Uganda National Bureau of Standards

Agency overview
- Formed: 1 July 1989 (age 37)
- Jurisdiction: Government of Uganda
- Headquarters: Bweyogerere, Industrial Park, Uganda;
- Employees: 500+ (2021)
- Agency executive: Eng. James Kasigwa, Executive Director;
- Parent agency: Uganda Ministry of Trade, Industry and Cooperatives
- Website: www.unbs.go.ug

= Uganda National Bureau of Standards =

The Uganda National Bureau of Standards (UNBS) is a government agency, established by an Act of Parliament of Uganda,

UNBS is under the Ministry of Trade, Industry and Co-operatives established by the UNBS Act Cap 327 and became operational in 1989. It is governed by the National Standards Council and headed by the Executive Director who is responsible for the day-to-day operation of UNBS.

The UNBS is responsible for the formulation, promotion of the use of, and the enforcement of standards in protection of the environment, public health and safety.

The Mandate of UNBS is :

- Formulation and promotion of the use of standards;
- Enforcing standards in protection of public health and safety and the environment against dangerous and sub-standard products;
- Ensuring fairness in trade and precision in industry through reliable measurement systems; and
- Strengthening the economy of Uganda by assuring the quality of locally manufactured products to enhance the competitiveness of exports in regional and international markets.

==Location==
The headquarters of UNBS are located in Standards House, in "Bweyogerere Industrial Park", at Plot 2–12 Kyaliwajala Road, in Kira Town, Wakiso District, approximately 13 km, by road, northeast of the central business district of Kampala, the capital city and largest metropolitan area in Uganda. The geographical coordinates of the UNBS headquarters are: 0°22'06.0"N, 32°39'43.0"E (Latitude:0.368333; Longitude:32.661944).

==Overview==
The main functions of the Uganda National Bureau of Standards are (a) to formulate and promote the use of national standards and (b) to develop quality control and quality assurance systems. The objective is to provide consumer protection, safeguard public safety and health, enhance commercial and industrial development and promote international trade. UNBS is under mandate to develop and promote standardisation, quality assurance, laboratory testing and metrology.
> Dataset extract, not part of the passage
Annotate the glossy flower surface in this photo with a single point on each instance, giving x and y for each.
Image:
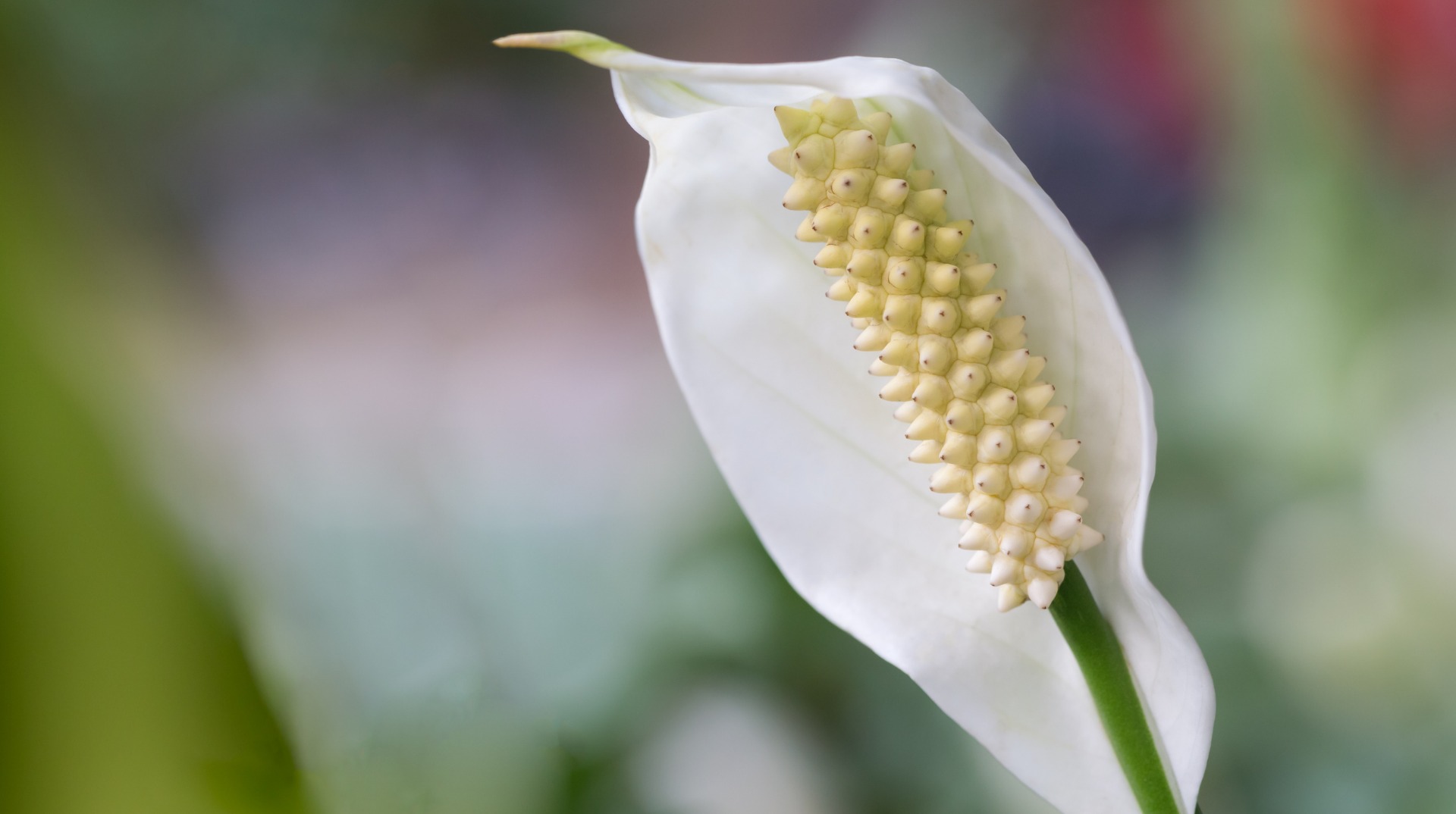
(819, 463)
UNBS, in collaboration with other government agencies have launched a campaign to attempt to eliminate sub-standard products from the Ugandan market. In July 2017, the agency destroyed goods valued at USh900 million (approximately US$253,000), that were deemed to be sub-standard. In February 2016, UNBS banned the sale of cosmetic products containing mercury and hydroquinone.

==Administration==
The agency is governed by a nine-person National Standards Council. The day-to-day activities of the bureau are supervised by an 18-person management team, headed by Ben Manyindo.